Sudip Bandyopadhyay: There are two aspects to this entire BFSI (Banking, Financial Services, and Insurance) sector—buy or not buy, rally or not rally. The first aspect is that interest rates are going to come down; it’s just a matter of time. The US has already started cutting rates, and while we can debate whether it will happen in October or December, in India, interest rates should and will come down. When interest rates decrease, BFSI benefits because there is typically a 30-40 basis point advantage between the rate cut and the pass-on effect in BFSI, so they gain, and it should be a secular benefit. However, the efficient banks and NBFCs (Non-Banking Financial Companies) will benefit more, obviously.
The second part of the argument is that there is a significant, for lack of a better word, war for deposits. Demand is high, and a bank’s success will depend on its ability to mobilize low-cost deposits. Here, the distinction becomes clear—it has to be an efficient bank with a large network to effectively mobilize deposits and meet credit demand. If a bank cannot mobilize low-cost deposits, it will either fail to meet credit demand or rely on high-cost deposits, compressing margins, which the market dislikes. Under these circumstances, the market is favoring efficient, large private sector banks that can mobilize low-cost deposits and meet credit demand, showing incremental performance. This is why private sector banks with extensive networks are gaining ground compared to PSU banks, which are perceived as less efficient in deposit mobilization.
ET Now: What is your take on one of the buzzers of the week, Vodafone Idea? It has seen a sharp knock, mainly due to recent news, but we just heard that Vodafone Idea’s management will hold a conference call on September 23rd. What is your view on this stock, now trading below its FPO price of just Rs 11? What commentary do you think investors want from the management?
Sudip Bandyopadhyay: Vodafone Idea faces two completely different sets of problems. The first is their balance sheet. They raised funds through the FPO, and things seemed to be moving in the right direction.
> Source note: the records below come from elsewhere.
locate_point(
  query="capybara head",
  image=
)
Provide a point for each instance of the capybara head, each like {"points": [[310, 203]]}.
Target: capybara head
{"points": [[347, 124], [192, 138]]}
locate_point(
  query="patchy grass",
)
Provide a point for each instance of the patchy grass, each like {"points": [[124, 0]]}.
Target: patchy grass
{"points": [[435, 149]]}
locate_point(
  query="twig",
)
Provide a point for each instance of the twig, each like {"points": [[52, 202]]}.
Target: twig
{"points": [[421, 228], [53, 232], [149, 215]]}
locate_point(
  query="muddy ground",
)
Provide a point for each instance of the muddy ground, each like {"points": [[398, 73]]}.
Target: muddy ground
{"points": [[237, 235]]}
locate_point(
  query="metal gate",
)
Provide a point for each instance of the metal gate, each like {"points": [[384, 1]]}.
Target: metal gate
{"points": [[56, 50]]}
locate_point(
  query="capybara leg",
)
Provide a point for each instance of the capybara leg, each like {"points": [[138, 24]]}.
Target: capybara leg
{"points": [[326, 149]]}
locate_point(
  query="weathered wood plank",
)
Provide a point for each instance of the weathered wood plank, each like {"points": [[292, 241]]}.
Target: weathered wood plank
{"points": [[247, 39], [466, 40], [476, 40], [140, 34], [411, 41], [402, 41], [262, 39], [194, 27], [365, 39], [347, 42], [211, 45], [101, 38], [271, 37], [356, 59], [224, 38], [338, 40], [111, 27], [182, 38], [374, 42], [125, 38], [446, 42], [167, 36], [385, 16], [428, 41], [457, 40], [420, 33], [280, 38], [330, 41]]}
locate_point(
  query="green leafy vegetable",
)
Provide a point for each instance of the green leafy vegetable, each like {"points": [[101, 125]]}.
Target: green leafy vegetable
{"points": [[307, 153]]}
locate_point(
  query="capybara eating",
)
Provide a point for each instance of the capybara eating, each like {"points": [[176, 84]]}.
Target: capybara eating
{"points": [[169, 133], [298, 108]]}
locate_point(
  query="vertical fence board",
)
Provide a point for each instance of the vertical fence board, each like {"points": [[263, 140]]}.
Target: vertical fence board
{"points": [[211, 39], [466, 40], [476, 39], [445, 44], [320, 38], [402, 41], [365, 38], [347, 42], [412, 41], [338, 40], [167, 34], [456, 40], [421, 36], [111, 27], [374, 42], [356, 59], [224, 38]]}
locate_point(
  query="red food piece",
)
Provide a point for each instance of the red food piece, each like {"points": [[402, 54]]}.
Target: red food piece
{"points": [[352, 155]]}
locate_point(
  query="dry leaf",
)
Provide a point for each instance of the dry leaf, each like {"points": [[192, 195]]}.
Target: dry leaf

However, the Supreme Court’s rejection of their curative petition brought back the dues of over Rs 70,000 crore, which is a huge blow for Vodafone Idea. They now need to return to the drawing board to find ways to raise significant funds to handle these dues.The second issue plaguing Vodafone Idea is operational. They have been losing customers month after month for quite some time. We expected that after the FPO, things would stabilize and the monthly loss of customers would stop, but unfortunately, that hasn’t happened. This is a significant problem for Vodafone Idea, as it needs to retain and acquire customers but is currently losing them, which is disastrous. Management needs to clarify their strategy for customer retention and acquisition, which is critical and independent of the AGR dues and the Supreme Court’s decision. Investors are keen to understand their action plan on this front. The second area is fundraising; they need to explore ways to raise substantial funds to survive, grow, and eventually transition customers to 5G, which they have yet to plan for.